I’m in the last couple of months of the academic stuff at college, which is pretty hectic- I have 4 assignments and three exams coming up in the next 2 months (which I should be cracking on with but it’s friday evening and my motivation is low!). I’m doing the foundation degree course, the other option is the HNC course, the FD covers all the theory for OOW, Chief Mates and masters while the HNC just covers the OOW, this means the FD course is more intensive, but the pay off is that when I have enough sea time to go for my mates ticket I won’t have to do a long college stint, I’ll just come back to do the orals prep, which is 4 weeks. On the other hand I’ll have to remember everything I’ve learned in college now in a few years time!

It is a big commitment, as you spend several months at college at a time and then several months at sea at a time, the courses don’t run like uni terms, and the holidays are less than at uni (2 weeks for xmas, 3 for easter and 4 for summer), plus if you’re on a sea phase you don’t get the college holiday. You do get some leave during your sea phases though, between trips and if you have something big like a family wedding and you give your sponsor enough notice (ie a year in advance) they will try to arrange your sea trips so you can be home for it. But it’s only three years like that, once you’re qualified the leave periods between trips are much longer, it depends entirely on the company you end up working for mind, so you could end up doing three weeks on three weeks off, or three months on two months off, or 6 months on 6 months off…

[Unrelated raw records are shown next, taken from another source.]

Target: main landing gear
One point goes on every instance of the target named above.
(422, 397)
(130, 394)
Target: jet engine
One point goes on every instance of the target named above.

Cadet wages vary according to sponsor companies quite a lot, from about £550/month to £1000/month, some cadets get their accommodation paid for on top of their wage, most of us have to pay for it out of what we get paid. I get an extra bit of money for uniform, some cadets get their uniform provided by their sponsor, which includes being sent a bunch of stuff you’re never going to wear, I’ll never forget my girly coursemate’s tiny white see-through shorts!!

The course covers everything, in the first phase I covered maths skills, introductory ship construction and cargo work, general ship knowledge, buoyage and rules of the road, meteorology and chartwork, tides and sailings. In my sea phase I did Work Based Learning, in which you relate what you did on college to what goes on on ship, to demonstrate you have learnt and understood stuff. You also have a training record book, in which the ship’s officers sign off tasks you have done on ship. To back that up you keep a navigation and operations workbook, which is essentially writing about stuff you’re done.

This phase we’re doing celestial navigation and passage planning, navigation aids, ship stability, engineering, advanced cargo and construction, management, law and professional development (PD involves a 4000 word “dissertation”, which we can write about anything we like). In my next sea phase I’ll be doing more Work Based Learning, as well as getting the remaining tasks signed off in my training record book.

The HNC course cuts out a few of those subjects, such as the PD, engineering and law, and others are only taught to the OOW level, (stability, and possibly cargo and construction too). The other difference is that you don’t do the Work Based Learning when at sea, but you have other reports to write instead.

I’ve really enjoyed it all so far, well, there have been shit days and the maths in cel nav and stability makes my brain bleed, but I still have my eye firmly on that OOW ticket at the end of it and have no regrets at all.